Сидение, обитое красным бархатом — как в начале двадцатого века, скрипнуло под весом опустившегося в него смотрителя.
— Ну что?
— Он здесь?
— Конечно. Но это неправильный вопрос. Вопрос в том, захочет ли он говорить. Вернее… — Грэхем задумчиво провел рукой по залысине, — вопрос в том, скажет ли он что-нибудь, что я смогу понять. Мертвые обычно не особенно разговорчивы. Правда теперь их не заткнуть, но со Стивеном и Кассандрой мне пришлось работать пару недель, чтобы что-нибудь из них вытянуть. А у нас с ними кровная связь.
— А здесь есть я.
— Да, за это и за тридцать два бакса мне продадут упаковку пива. — Он вздохнул. — Пива хочу.

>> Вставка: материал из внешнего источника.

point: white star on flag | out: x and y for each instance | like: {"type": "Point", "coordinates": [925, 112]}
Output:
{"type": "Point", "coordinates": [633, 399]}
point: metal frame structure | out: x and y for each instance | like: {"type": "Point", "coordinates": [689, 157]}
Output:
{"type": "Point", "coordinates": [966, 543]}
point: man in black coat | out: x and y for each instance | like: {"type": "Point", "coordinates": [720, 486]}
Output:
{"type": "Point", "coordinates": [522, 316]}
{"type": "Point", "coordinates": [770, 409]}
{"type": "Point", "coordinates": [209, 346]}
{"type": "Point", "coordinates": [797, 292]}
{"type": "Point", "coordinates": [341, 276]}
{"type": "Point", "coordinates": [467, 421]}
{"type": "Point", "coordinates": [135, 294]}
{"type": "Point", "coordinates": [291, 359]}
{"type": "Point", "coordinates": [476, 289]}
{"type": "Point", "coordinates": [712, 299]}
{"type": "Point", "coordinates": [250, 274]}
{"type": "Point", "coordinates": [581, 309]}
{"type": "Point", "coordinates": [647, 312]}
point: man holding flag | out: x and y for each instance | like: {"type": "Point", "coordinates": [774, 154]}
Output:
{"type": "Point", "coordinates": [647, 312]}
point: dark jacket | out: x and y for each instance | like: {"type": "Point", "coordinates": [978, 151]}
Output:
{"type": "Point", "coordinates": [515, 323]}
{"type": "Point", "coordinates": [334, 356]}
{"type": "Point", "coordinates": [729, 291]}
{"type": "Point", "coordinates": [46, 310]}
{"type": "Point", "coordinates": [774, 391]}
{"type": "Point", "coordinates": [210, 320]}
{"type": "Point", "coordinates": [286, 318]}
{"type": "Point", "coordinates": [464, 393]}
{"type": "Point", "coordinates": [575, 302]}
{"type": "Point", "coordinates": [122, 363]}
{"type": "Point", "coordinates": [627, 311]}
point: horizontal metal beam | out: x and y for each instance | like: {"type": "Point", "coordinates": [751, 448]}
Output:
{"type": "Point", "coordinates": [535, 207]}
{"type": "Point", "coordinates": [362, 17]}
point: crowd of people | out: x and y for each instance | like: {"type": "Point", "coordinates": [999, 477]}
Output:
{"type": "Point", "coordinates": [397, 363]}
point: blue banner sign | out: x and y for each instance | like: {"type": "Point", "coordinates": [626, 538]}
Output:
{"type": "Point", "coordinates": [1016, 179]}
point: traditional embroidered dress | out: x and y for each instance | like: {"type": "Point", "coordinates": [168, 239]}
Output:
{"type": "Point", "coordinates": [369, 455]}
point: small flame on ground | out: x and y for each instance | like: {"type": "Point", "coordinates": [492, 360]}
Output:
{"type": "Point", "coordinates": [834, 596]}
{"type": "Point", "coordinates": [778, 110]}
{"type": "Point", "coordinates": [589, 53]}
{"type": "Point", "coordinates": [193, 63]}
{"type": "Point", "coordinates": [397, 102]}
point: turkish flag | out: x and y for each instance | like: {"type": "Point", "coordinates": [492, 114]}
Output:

— Вы его уже достаточно выпили. Зовите. Или концентрируйтесь. Делайте, что должны.
— Вы же ни хрена об этом не знаете… — Обернувшись, он посмотрел на Генри и замер. — Да. Значит, я просто… ээ…
Хотя ему не очень этого хотелось, Генри заставил себя успокоиться. Отозвал Охотника. Смерть этого раздражающего человечишки не поможет освободить Тони и остальных.
Теория Тони, сформулированная между посещениями последнего призрака, с которым пришлось столкнуться Генри, звучала довольно логично.
Это не помогало.
Ткань под пальцами Генри начала рваться, и он тихо раздраженно рыкнул.
Температура на балконе резко упала.
— Он здесь, — довольно возвестил Грэхем.
— Я догадался.
На месте, где должна была быть вторая камера, начала материализовываться высокая фигура. Тьма на балконе мешала как следует рассмотреть ее очертания, темнота сливалась с темнотой. Казалось, что бледное хмурое лицо и высокий воротник, модный в начале века, витали в воздухе сами по себя.